Mensaje de Cuaresma de monseñor Andrés Stanovnik

El Año de la Fe, que ha proclamado el Papa y cuya apertura solemne se realizará el próximo mes de octubre, es un nuevo y providencial llamado a una auténtica y renovada conversión al Señor, único Salvador del mundo. En ese contexto espiritual iniciamos el santo tiempo de la Cuaresma. Durante cuarenta días, de allí la palabra “cuaresma”, la Iglesia nos propone que nos entreguemos más intensamente a oír la palabra de Dios, a la oración y a la práctica de las buenas obras, a fin de prepararnos a la celebración del misterio pascual.
Una buena preparación parte de la escucha: escuchar supone una adecuada disposición interior a recibir la palabra de Dios y a vivir conforme a ella. No es un mero oír, es un escuchar que va acompañado de esa docilidad interior que mueve los deseos de obedecer la Palabra y ponerla en práctica. Así lo dio a entender Jesús, cuando les respondió a los que fueron a decirle que lo estaban buscando su madre y sus hermanos: «Mi madre y mis hermanos son los que escuchan la Palabra de Dios y la practican» (Lc 8,21). Los que escuchan y practican, es decir obedecen, son los que establecen un vínculo profundo y estable con Él. Dios, movido de amor, nos habla como amigos para invitarnos a gozar de su amistad (cf. Dei Verbum, 2), hacernos más libres y arraigarnos más en Él. La oración, a la que debemos dedicarnos más en este tiempo, es la respuesta que damos a Dios, quien con inmenso amor busca nuestra compañía.
Cuando la persona responde a Dios que la llama con amor, siente el deseo de ordenar toda su vida con relación a Él: pensamientos, voluntad, afectos y toda su conducta. Este tiempo cuaresmal es una ocasión extraordinaria para poner en ese orden nuestra vida. Y como decíamos, lo primero que debemos ordenar es el vínculo principal de nuestra existencia: la relación con Dios. Una vez reconciliados con él y gozando de su amistad, se ilumina lo demás y vuelve al justo orden toda nuestra vida. Por eso, es muy recomendable que durante este tiempo recurramos al sacramento de la Reconciliación y hagamos una buena confesión.
La dimensión trascendente es una realidad esencial a la vida de los individuos y de la comunidad. Cuando esa dimensión se debilita o desaparece, se desquician los principales vínculos del ser humano: con Dios, con él mismo, con los otros y con las cosas. Fuera de quicio, busca desesperadamente aferrarse a algo que le dé seguridad, que lo satisfaga y le haga sentir que vive.

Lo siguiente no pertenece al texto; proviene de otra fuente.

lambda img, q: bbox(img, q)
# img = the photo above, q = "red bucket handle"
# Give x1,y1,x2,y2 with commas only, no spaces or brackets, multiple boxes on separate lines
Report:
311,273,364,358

En esa condición siente que “vive” sólo mientras se somete al impacto que produce el ruido y el estremecimiento de sensaciones pasajeras. Se parece a una polilla que se exaspera ante la luz, porfiada en su búsqueda inútil. El pecado es ese resplandor falso que se parece a la luz, pero que en realidad es un “agujero negro” que termina devorando todo y reclamando que se le someta la totalidad de la propia existencia.
La ceniza que se coloca en nuestra frente posee un simbolismo rico de significado. Ante todo, pone de manifiesto la doble realidad del ser humano: por una parte, refleja su condición débil y pecadora, por consiguiente tentada a “fijar” la propia vida en sí mismo, lo cual la aleja de Dios y aísla de los otros; y por otra parte, nos recuerda que nuestra naturaleza es caduca y que, como tal, camina irremediablemente hacia la muerte.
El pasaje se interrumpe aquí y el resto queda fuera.